Reputation: 1
I am trying to make my data processing more efficient for a spatial temperature data project. I have a for loop that will do what I want, but it is much too slow for processing multiple years of data. This loop looks at each spatial cell and, based on the 365 temperature values in that year, creates a value for the frequency, duration, number, and temp of heat events that will go into seperate 2d dataframes.
for (b in 1:299) { #longitude
for (c in 1:424) { #latitude
data <- year[b,c] #makes all temps into a vector
for (d in 2:364) {
if (data[d]>=Threshold & data[d+1]>=Threshold) {
frequencydf[b,c]=frequencydf[b,c]+1
tempsdf[b,c]=tempsdf[b,c]+data[d]
}else if (data[d-1]>=Threshold & data[d]>=Threshold & data[d+1]<Threshold) {
frequencydf[b,c]=frequencydf[b,c]+1
numberdf[b,c]=numberdf[b,c]+1
tempsdf[b,c]=tempsdf[b,c]+data[d]
}else {
frequencydf[b,c]=frequencydf[b,c]
numberdf[b,c]=numberdf[b,c]
tempsdf[b,c]=tempsdf[b,c]
}
}
durationdf[b,c]=frequencydf[b,c]/numberdf[b,c]
tempsdf[b,c]=tempsdfd[b,c]/frequencydf[b,c]
}
})
Therefore, I am trying to work with apply fuctions to speed up the process. I think I am running into issues when attempting to analyze each spacial cell by values in the 3rd (time) dimention in my array.

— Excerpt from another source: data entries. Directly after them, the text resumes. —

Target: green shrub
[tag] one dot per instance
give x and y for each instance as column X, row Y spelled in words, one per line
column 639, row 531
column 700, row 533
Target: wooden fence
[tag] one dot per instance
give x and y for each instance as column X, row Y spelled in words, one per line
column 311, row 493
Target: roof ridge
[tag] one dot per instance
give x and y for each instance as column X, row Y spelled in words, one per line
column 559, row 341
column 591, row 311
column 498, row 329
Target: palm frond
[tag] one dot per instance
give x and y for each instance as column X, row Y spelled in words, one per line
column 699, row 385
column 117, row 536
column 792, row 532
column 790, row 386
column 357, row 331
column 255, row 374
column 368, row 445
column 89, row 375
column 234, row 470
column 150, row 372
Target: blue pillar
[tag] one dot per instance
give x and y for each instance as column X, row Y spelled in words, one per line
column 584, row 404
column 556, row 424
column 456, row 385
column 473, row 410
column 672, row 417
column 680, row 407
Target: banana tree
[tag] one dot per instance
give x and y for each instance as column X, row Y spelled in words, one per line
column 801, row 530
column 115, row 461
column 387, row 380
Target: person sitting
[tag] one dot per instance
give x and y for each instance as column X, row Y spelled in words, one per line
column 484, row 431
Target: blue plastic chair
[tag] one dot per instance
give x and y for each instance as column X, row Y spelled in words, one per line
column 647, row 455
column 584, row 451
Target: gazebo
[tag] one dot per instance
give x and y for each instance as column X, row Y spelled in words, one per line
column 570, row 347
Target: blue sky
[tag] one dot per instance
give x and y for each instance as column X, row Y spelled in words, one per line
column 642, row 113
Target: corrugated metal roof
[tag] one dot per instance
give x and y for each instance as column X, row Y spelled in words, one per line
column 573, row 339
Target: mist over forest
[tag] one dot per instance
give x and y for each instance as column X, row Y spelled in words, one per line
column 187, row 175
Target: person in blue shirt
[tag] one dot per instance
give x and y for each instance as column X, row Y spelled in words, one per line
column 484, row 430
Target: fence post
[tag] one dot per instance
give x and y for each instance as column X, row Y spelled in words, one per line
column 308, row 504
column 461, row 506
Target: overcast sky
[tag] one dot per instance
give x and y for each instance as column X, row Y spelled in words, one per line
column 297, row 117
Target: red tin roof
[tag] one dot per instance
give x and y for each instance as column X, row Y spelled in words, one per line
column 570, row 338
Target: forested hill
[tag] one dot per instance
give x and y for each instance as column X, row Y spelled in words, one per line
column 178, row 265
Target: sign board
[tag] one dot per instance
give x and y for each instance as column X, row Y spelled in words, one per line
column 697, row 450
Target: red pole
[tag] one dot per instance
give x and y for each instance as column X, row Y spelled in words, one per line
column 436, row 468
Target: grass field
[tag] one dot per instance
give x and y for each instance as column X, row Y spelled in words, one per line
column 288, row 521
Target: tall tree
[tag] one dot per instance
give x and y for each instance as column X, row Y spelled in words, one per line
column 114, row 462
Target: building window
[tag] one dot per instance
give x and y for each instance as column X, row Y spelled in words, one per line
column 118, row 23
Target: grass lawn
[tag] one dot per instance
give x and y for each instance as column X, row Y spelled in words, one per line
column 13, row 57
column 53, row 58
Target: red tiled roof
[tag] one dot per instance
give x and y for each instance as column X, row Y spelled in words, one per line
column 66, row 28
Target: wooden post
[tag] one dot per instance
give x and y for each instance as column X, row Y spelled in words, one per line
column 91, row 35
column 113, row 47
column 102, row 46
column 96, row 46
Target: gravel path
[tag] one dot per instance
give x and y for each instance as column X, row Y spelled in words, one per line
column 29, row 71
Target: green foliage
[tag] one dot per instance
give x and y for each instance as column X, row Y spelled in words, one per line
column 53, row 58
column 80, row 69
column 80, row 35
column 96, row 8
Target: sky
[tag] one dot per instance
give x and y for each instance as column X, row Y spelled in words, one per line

I am starting with the frequency parameter and trying to create the same data frame as above.
frequencylist <- Apply(year_array, fun = frequency.calc1, margins=c(1, 2))
frequencydf <- as.data.frame(frequencylist)
Using this function:
frequency.calc1 = function(cell) {
data <- as.vector(cell)
frequency <- 0
for (d in 2:364) {
if (data[d]>=Threshold & data[d+1]>=Threshold) {
frequency=frequency+1
}else if (data[d-1]>=Threshold & data[d]>=Threshold & data[d+1]<Threshold) {
frequency=frequency+1
}else {
frequency=frequency
}
return(frequency)
}
}
I am very new to creating functions and using the Apply function so any advice would be appreciated!
Upvotes: 0
Views: 77
Reputation: 1
The solution used to simplify the process is shown below. Sum functions with conditionals were used in place of the if statements. This made the process incredibly efficient and did not use the apply function or an additional function.
for (b in 1:299) {
for (c in 1:424) {
data <- year[b,c]
N=length(data)
frequency[b,c] <- sum(data[1:N] >=Threshold & data[2:N] >=Threshold & data[3:N] <Threshold) + sum(data[1:N] >=Threshold & data[2:N] >=Threshold)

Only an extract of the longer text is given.